L'œuvre du marquis de Sade est la première
manifestation philosophique et imagée de
l'esprit moderne. Toutes nos aspirations actuelles ont été essentiellement formulées par Sade quand, le premier, il donna la vie sexuelle intégrale comme base à la vie sensible et intelligente. [...]
Du point de vue érotique, l'oeuvre de Sade est
une oeuvre supérieurement intellectuelle.
Quelles que soient les raisons qui la
provoquèrent, érotomanie ou
impossibilité matérielle (prison) de vie
active, elle est une création d'un univers
absolument nouveau. Le pays où s'agitent ses
personnages est celui où il aurait voulu vivre
et c'est en acteur qu'il conte les
péripéties de ses héroïnes.
L'amour y est pris au sérieux, la luxure aussi,
le crime aussi.
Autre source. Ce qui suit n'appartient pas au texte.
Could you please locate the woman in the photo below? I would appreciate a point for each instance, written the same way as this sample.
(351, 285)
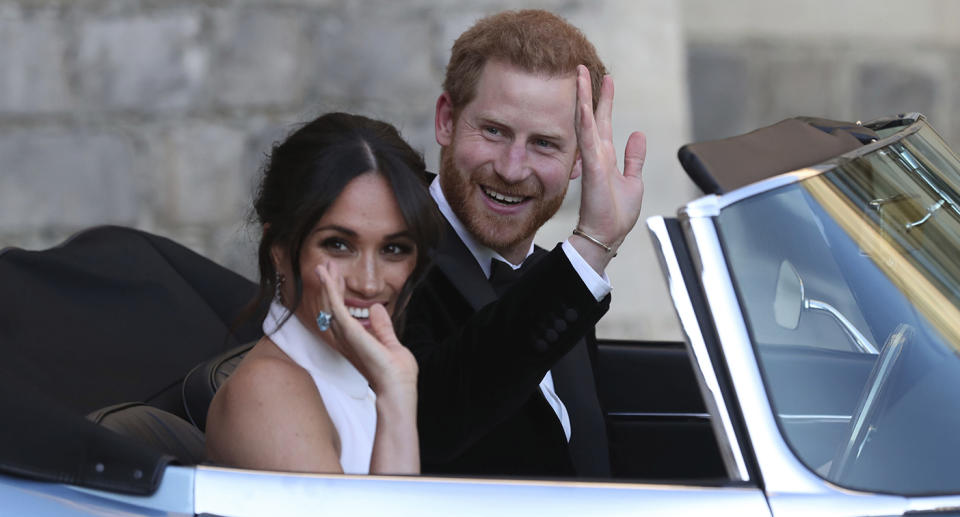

Cet humour tragique, dont la
définition est encore à faire, trouva en
lui son premier représentant. Le ton ne se
départit jamais de cette majesté, de
cette gravité qui aurait pu faire de Bossuet,
s'il était ému sur autre chose que des
lieux communs, de petites gens et de petites actions,
le plus émouvant des moralistes.
Moraliste, de Sade l'est plus que tout autre. Tous ses
héros sont hantés par le désir
d'accorder leur vie extérieure et leur vie
intérieure, tous ont des idées
arrêtées sur l'amour et
l'enchaînement des faits. La vertu, loin de
paraître ridicule sous sa plume, paraît
aussi admirable que le crime, mais ni plus ni moins.
Deux conceptions sont en présence en dehors de
tout dogme révélé. Les
héros partent de la terre vers l'idéal et
ne se contentent guère d'un Deus ex
Machina. Et, de ce qu'ils parlent avec plus de
dignité et de « sens » que les
héros de Corneille, ils nous touchent davantage.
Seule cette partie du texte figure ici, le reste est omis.